0
aha da bu, okuyan okur. uğraştım amk. yorumunuzu merak ettim gececi çükler.
beyaz fil'i ben sevmedim, beyaz fil'i kimse sevmedi.
büyük şehirlerin avantajlarını saymakla işe başlarsam, küçük şehrin dezavantajlarını sıralamış olurum. o yüzden küçük şehrin dezavantajlarından başlayıyorum. küçük şehrin dezavantajları şunlardır: küçük şehrin insanı büyüyemez.
cuma namazından çıktıktan sonra her seferinde aynı şeyi düşünüyorum. "allah yardımlarınızı kabul etsin" den sonra sesli bir şekilde "amin" diyen insanlar da benim gibi her seferinde pişman olup hiç bir dua'ya amin demezken; sadece dünyevi olan tek duaya mı amin diyor? onların ki de kibirden mi? bu sorunun cevabını hiç kimse bilmiyor. sanırım bu düşüncelerle yola çıktığım için günün geri kalanı simsiyahtı. her ne kadar hayatımın en tahlihsiz gününü yaşasam da aklımda kalan şeylerin neredeyse tamamı talihsiz günler olur benim. o yüzden o güne hayatımın en değerli günlerinden biri diyebilirim. silik bir geçmiş, siyah bir geleceğin habercisidir. siyah bir geçmişinse geleceği olmaz. siyah bir geçmişi olan her insan geçmişinde yaşar. bu günü yaşayamaz, aidiyet ona çok uzak olur. her anını günlerce geriden yaşar. kopuk..
onunla tanışma hikayemizi anlatacak değilim. sizin dinlemek istediğiniz çekilen acılar, ayrılık dönemindeki yaşanan diyaloglar zaten. hem merhabaların farklı kombinasyonlarını kim neden dinlemek istesin ki? şuradan gireyim: kendisi hakkında fikri olmayan insanlar, kendileri dışındaki her şeyi etraflıca düşünebilirler. sanırım onun da en sevdiğim yanı bu oldu zamanla. kendisinden kopuktu, bir kere bunu soracak olduğumda konuyu değiştirip reenkarnasyonun mantıklı kısımlarını izah etmişti bana. o, bundan korkacak biri değil ama reenkarnasyon konusunda başarılıydı. hala küçük şehir insanı olmasına yoruyorum kendisinden kaçmasını.

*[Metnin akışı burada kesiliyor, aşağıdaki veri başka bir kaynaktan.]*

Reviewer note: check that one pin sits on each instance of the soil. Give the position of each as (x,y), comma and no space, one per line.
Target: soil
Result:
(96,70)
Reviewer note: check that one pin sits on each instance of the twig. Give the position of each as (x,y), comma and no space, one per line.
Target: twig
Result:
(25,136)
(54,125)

bu söylediklerim benim en büyük yalanlarımdan biri olabilir. hiç bir zaman kişilik analizlerine göre arkadaşlık eden, felsefe denen melankolik uğraşlara kafa yoran bi insan olmadım. kız arkadaşlarımı seçerken dahi karakter kelimesini aklımın ucundan bile geçirmedim ben. bir kadının bir erkeği etkileme sürecinde sahip olması gereken son şey oturmuş bir kişiliktir. bunu bilmek ve düşünmek kendime yaptığım en büyük iyilik oldu . hem ne demişti şah ve sultan'da ? sevgi beğenmenin devamı değil miydi? eğer göz beğendiyse gönül sevmez miydi?
onunla benim birlikte olduğumuz süre bu birlikteliği tüm bu saydıklarımdan ayrı yürüdü. ne o benim sakin ve geniş bi insan olmamla ilgileniyordu, ne de ben onun ölmüş annesinden kalan izleriyle. ne ben kapıcı çocuğu olsaydım o benimle birlikte olurdu, ne onun parlak deklanşörleri olmasaydı ben onunla olurdum. ikimiz de bunun farkındaydık; işin en keyifli tarafı da buydu.

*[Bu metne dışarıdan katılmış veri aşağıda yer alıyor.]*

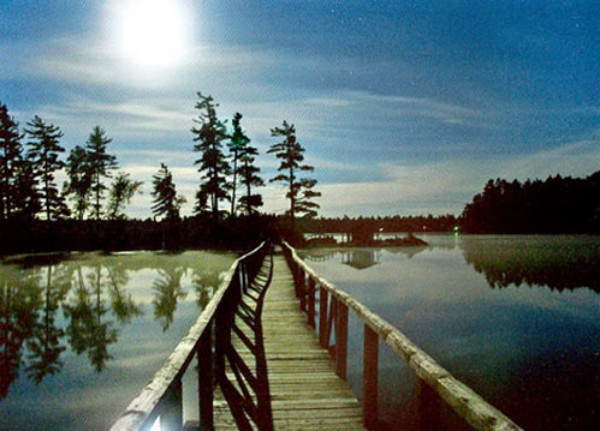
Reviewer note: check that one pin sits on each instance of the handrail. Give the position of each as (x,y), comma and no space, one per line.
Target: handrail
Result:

on yaşında falandım sanırım, dedem winston pakedini çıkarır çıkarmaz heyecanlı bi sesle ona "aa, annem de bundan içiyor" demiştim. "yemediği bi o tak kalmıştı zaten" demişti bana. ama benim yediğim taklar bu kadar küçük olmadı. dünyanın en temiz insanından dünyanın en kirli yanıtlarını almakla içindeki tüm o boşluktan, tüm olmamışlıklardan soğumuştum. "ilişkimizden bahsettiği" bile olmuştu son zamanlarda. sanırım bu da onun en büyük hatası oldu.
beyaz fil'le ilgili hiç bir şey hatırlamıyorum. aklımda kalan tek şey beyaz fil'in küçük şehir insan yuvası olduğudur.
olmamış şehrin olmamış insanı, çok özeldin. mesai saatinde.